Frequency unknown: potentially fatal neuroleptic malignant syndrome (see section "Special precautions"), hypokinesia.
Tardive dyskinesia, which may occur during prolonged treatment with all neuroleptics; in such cases antiparkinsonian drugs are ineffective and may worsen clinical manifestations.
Seizures (see section "Special precautions").
Metabolic and nutritional disorders.
Frequency unknown: hyponatraemia, inadequate secretion of antidiuretic hormone.
Cardiac disorders.
Rare: ventricular arrhythmias, including paroxysmal torsades de pointes tachycardia and ventricular tachycardia, which may lead to ventricular fibrillation or cardiac arrest.
Frequency unknown: QT interval prolongation, sudden death (see section "Special precautions").
Vascular disorders.
Uncommon: orthostatic hypotension.
Frequency unknown: venous thromboembolism, pulmonary artery embolism, deep vein thrombosis (see section "Special precautions"), increased blood pressure (see section "Special precautions").
Respiratory, thoracic and mediastinal disorders.
Frequency unknown: aspiration pneumonia (mainly when sulpiride is used concomitantly with other CNS depressants).
Gastrointestinal disorders.
Common: constipation.
Uncommon: hypersalivation.
Hepatobiliary disorders.
Common: increased liver enzyme activity.
Frequency unknown: hepatocellular, cholestatic or mixed liver injury.
Musculoskeletal and connective tissue disorders.
Frequency unknown: rhabdomyolysis.
Skin and subcutaneous tissue disorders.
Common: maculopapular rash.
Pregnancy, perinatal and postnatal periods.

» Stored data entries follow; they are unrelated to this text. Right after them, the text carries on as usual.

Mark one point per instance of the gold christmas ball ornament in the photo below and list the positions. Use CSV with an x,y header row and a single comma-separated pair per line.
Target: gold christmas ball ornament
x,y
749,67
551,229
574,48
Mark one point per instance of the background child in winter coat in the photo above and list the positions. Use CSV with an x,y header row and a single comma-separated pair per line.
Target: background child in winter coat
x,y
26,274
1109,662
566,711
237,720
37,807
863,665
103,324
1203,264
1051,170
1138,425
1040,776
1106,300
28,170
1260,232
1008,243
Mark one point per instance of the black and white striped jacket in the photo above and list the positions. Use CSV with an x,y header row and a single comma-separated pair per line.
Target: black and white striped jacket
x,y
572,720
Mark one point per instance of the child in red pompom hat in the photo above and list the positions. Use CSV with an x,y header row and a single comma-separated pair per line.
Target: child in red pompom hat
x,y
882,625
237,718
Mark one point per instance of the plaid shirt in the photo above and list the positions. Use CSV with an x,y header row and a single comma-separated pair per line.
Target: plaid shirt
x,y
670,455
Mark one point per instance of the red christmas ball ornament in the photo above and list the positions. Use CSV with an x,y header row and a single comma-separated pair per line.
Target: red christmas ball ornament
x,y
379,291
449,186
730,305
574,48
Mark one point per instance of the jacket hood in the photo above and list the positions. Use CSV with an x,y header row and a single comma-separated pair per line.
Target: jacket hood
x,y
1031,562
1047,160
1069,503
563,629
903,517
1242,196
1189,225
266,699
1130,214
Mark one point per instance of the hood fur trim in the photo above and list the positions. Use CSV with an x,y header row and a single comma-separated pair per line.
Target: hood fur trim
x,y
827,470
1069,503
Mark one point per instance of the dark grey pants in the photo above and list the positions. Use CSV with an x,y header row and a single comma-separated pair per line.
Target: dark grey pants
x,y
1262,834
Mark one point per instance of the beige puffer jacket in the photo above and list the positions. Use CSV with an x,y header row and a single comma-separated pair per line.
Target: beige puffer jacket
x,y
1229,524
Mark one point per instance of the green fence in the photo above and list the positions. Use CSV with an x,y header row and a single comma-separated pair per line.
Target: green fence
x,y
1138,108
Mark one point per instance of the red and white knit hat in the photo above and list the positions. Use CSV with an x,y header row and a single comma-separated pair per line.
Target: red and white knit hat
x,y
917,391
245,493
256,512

Frequency unknown: withdrawal syndrome in newborns (see section "Use during pregnancy or breastfeeding").
Reproductive system and breast disorders.
Common: galactorrhoea.
Uncommon: amenorrhoea, impotence or frigidity.
Frequency unknown: gynaecomastia.
General disorders.
Common: weight gain.
Frequency unknown: increased body temperature (see section "Special precautions").
Investigations.
Frequency unknown: increased blood creatine phosphokinase levels.
Reporting of suspected adverse reactions.
Reporting suspected adverse reactions after medicine authorization is important. It allows continued monitoring of the benefit-risk balance of the medicine. Healthcare professionals are required to report any adverse reactions via the adverse reaction reporting system in Ukraine.
Shelf life.
3 years.
Storage conditions. Keep out of reach and sight of children. Store at temperatures not exceeding 30 °C.
Packaging. No 12 (12 × 1): 12 tablets in a blister, 1 blister in a cardboard box.
Prescription category. Prescription only.
Manufacturer. DELPHARM DIJON.
Manufacturer's address and place of business.
6 Boulevard de l'Europe, Quetigny, 21800, France.